Surrey University Stag


Module code: PSY3095

Module Overview

This module explores a range of myths across the discipline of psychology with a focus on scientific evidence, methodological robustness, theoretical frameworks, and the interface between scientific research and their representation in the media.

This module also represents an opportunity for students to develop advanced critical thinking skills, and synthesise their study of psychology to date. In particular the module will explore areas of research relating to areas such learning styles, the impact of social media, environmental psychology, aging and loneliness,  sexuality and gender and left brain right brain differentiation.   Each lecture will address a specific area of research and encourage critical thinking in terms of methods, measurement, theory and the discipline of psychology.  It will also evaluate the ways in which research evidence is adopted by the media and lay literature in the context of strategies of persuasion.
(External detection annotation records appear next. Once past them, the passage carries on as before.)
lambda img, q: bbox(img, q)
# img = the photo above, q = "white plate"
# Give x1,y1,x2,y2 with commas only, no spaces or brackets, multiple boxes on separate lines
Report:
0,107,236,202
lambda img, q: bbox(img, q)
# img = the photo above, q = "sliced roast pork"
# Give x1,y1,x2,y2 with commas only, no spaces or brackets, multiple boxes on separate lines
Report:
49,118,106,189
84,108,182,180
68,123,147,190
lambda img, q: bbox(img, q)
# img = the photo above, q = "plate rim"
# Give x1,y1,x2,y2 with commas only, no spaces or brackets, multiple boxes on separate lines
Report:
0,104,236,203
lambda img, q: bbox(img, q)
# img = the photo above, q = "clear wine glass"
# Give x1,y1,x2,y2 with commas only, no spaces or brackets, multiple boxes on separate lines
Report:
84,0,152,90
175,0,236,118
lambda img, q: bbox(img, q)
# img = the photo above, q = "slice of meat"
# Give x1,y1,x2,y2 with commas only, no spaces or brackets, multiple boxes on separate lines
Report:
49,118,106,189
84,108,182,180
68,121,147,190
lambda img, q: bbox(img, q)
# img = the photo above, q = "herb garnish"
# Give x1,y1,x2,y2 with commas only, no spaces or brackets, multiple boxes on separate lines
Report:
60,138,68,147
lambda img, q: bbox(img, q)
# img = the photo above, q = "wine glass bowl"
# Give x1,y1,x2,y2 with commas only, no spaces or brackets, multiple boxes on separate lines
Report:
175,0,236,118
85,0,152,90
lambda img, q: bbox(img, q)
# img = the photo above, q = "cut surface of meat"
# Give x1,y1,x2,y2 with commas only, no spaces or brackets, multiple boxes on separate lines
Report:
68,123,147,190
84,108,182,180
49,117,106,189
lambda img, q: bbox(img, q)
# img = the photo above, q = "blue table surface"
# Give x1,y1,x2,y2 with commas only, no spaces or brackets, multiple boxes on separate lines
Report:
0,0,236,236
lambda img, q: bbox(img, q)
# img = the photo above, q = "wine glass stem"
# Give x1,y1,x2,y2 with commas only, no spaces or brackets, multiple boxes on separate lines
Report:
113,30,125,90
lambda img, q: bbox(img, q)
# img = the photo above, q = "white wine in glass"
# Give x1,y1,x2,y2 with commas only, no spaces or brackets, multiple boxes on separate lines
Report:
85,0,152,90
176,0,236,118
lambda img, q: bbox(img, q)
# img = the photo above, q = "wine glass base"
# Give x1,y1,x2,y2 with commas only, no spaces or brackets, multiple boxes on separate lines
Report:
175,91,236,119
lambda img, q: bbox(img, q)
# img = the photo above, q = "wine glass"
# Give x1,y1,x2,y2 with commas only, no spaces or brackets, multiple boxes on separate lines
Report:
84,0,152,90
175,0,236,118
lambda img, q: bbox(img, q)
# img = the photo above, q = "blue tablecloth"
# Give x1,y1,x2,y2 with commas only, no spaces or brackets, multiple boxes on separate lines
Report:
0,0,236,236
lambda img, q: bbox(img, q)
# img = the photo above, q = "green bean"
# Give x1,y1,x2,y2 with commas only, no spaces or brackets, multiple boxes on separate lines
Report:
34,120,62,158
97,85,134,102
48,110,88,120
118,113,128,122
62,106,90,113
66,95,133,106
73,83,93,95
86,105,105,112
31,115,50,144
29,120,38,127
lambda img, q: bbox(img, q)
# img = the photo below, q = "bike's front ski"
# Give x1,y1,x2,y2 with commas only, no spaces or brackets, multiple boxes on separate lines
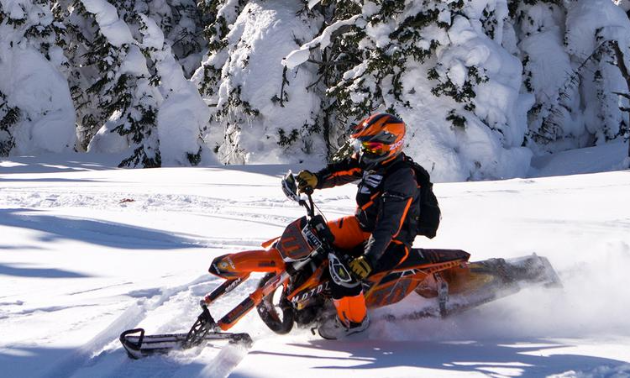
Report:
120,328,252,359
120,304,252,359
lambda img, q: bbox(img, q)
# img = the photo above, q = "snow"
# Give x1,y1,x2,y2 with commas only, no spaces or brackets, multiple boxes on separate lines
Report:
0,45,76,155
0,143,630,378
81,0,134,47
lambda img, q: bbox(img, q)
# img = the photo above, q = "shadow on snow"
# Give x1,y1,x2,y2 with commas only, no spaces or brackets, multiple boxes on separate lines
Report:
239,340,627,378
0,209,200,250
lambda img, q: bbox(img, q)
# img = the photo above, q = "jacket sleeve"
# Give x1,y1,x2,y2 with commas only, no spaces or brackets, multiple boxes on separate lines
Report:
364,168,418,265
315,156,363,189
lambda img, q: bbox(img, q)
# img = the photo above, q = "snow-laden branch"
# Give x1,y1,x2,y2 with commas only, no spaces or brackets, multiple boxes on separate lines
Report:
282,14,364,69
81,0,134,47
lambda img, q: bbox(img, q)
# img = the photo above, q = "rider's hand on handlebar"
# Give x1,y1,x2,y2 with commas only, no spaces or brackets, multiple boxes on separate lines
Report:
348,256,372,280
295,171,317,193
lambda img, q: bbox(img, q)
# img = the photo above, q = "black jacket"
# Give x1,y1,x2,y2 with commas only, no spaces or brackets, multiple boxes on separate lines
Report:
316,154,420,264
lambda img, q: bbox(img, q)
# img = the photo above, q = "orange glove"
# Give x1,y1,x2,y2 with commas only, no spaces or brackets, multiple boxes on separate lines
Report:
295,171,317,193
348,256,372,280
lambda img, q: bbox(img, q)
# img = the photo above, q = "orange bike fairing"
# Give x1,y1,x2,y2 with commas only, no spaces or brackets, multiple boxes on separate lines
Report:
210,248,285,278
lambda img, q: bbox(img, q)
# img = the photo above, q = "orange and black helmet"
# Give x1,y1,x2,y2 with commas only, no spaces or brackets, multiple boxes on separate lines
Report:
350,113,406,167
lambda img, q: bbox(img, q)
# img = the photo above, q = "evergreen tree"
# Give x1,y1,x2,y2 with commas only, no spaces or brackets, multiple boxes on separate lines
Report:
194,1,326,164
0,0,75,155
83,1,162,168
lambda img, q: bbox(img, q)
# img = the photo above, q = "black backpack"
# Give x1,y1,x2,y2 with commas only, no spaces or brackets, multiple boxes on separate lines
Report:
388,156,442,239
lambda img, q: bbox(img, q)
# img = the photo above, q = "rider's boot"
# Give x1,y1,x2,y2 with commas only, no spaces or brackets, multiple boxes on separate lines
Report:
318,292,370,340
317,315,370,340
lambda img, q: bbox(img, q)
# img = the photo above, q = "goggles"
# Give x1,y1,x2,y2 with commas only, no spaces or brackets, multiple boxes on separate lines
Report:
352,139,389,155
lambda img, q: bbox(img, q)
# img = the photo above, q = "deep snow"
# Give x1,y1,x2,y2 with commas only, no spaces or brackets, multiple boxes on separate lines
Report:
0,144,630,378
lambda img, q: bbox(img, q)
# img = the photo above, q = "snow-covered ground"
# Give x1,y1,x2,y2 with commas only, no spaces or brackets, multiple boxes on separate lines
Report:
0,144,630,378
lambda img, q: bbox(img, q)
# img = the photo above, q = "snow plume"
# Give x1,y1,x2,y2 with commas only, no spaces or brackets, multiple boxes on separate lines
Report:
199,0,326,164
0,0,76,155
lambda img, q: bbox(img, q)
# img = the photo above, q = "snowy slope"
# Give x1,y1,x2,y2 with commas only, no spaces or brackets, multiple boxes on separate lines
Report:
0,146,630,378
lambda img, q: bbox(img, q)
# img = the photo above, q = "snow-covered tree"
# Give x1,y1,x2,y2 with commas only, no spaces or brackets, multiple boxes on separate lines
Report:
287,0,531,180
0,0,76,155
82,0,214,167
514,0,630,152
194,0,326,164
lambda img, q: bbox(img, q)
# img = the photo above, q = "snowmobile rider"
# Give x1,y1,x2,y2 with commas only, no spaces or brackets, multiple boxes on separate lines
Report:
296,113,420,339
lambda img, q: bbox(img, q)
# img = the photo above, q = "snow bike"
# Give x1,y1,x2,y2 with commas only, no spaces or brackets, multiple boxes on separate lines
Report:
120,172,561,358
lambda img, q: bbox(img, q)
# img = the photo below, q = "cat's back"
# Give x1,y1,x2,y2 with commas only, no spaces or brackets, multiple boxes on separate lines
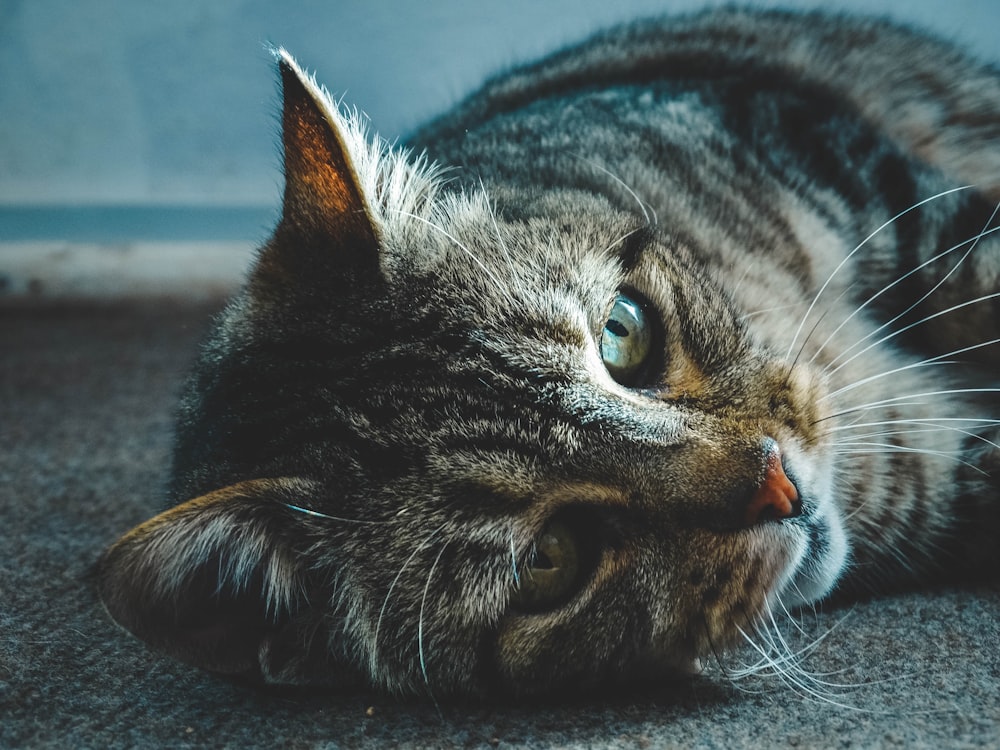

The module will also take a historical approach, considering the context in which the myth developed, and the status of the myth in light of contemporary research and approaches in psychology and will conclude with an analysis of the notion of scientific truth.

Module provider


Module Leader

OGDEN Jane (Psychology)

Number of Credits: 15

ECTS Credits: 7.5

Framework: FHEQ Level 6

JACs code: C800

Module cap (Maximum number of students): N/A

Overall student workload

Independent Learning Hours: 106

Seminar Hours: 22

Guided Learning: 11

Captured Content: 11

Module Availability

Semester 1

Prerequisites / Co-requisites

BSc Psychology Levels 4 and 5 or equivalent

Module content

Indicative key topics will include:

An overview to critical thinking and the role of persuasive strategies

Learning styles

Left brain / right brain

Sexuality and gender

Environmental psychology

the impact of social media

Aging and loneliness

Scientific truth

Assessment pattern

Assessment type Unit of assessment Weighting
Examination Online ONLINE 2 HOUR EXAM WITHIN A 4-HR WINDOW 100

Alternative Assessment

N/A Students must pass each unit of assessment to pass the module

Assessment Strategy

The summative assessment for this module consists of:

Seen examination (online within 4 hours, 100%)

The seen exam will involve answering 1 question to offer a critical analysis of one research paper and one associated media report using the critical tool kit.


Justification for assessment methods

Both assessments will address all learning outcomes.  

Module aims

  • Describe a number of areas of psychology across all domains that have been adopted by the lay literature as ‘truths'
  • Develop students' skills in advanced critical thinking
  • Critically evaluate the evidence for these areas with a focus on methods, measurement, theory and the disciplinary focus
  • Explore how each area is located within its historical context, and its status in the light of contemporary research
  • Explore how each area has been adopted by the lay literature with a focus on theories of persuasion.
  • Encourage students to adopt a holistic view of psychology as a scientific discipline

Learning outcomes

Attributes Developed
001 Evaluate research evidence with a focus on methods, measurement, theory and the disciplinary framework CPT
002 Understand and evaluate the historical and conceptual contexts in which psychological myths have developed KC
003 Understand the relationships between commonly held psychological myths and the subdisciplines of psychology in which they are situated K
004 Critically analyse the implications of commonly-held myths for key groups within society (e.g. school pupils, patients, consumers) CPT
005 Analyse the ways in which scientific research is translated into a literature accessible by the lay public CPT
006 Understand the use of methods of persuasion K
007 Critically evaluate the process of reporting research, and the importance of responsible reporting CPT
008 Understand the relationship between scientists, the media, and the general public K

Attributes Developed

C - Cognitive/analytical

K - Subject knowledge

T - Transferable skills

P - Professional/Practical skills

Methods of Teaching / Learning

The learning and teaching methods include:

11 x 2 hour lectures, 2 x 1 hour optional drop in sessions and 128 hours of independent study, which involve:

Week 1 -  Lecture setting the scene for the module with a general overview of critical thinking

Weeks 2-10  – lectures presenting information regarding a specific myth with time for small group tasks and class discussion

Weeks 3 and 4 – hour long optional drop in sessions to resolve queries on the coursework essay assessment.

Week 11 – A revision overview to consider key ideas, areas of critical thinking, skills and theories. 

Formative feedback will be given each week.

Dedicated SurreyLearn page including space to discuss readings and the week’s critical questions.

Indicated Lecture Hours (which may also include seminars, tutorials, workshops and other contact time) are approximate and may include in-class tests where one or more of these are an assessment on the module. In-class tests are scheduled/organised separately to taught content and will be published on to student personal timetables, where they apply to taken modules, as soon as they are finalised by central administration. This will usually be after the initial publication of the teaching timetable for the relevant semester.

Reading list
Upon accessing the reading list, please search for the module using the module code: PSY3095

Please note that the information detailed within this record is accurate at the time of publishing and may be subject to change. This record contains information for the most up to date version of the programme / module for the 2023/4 academic year.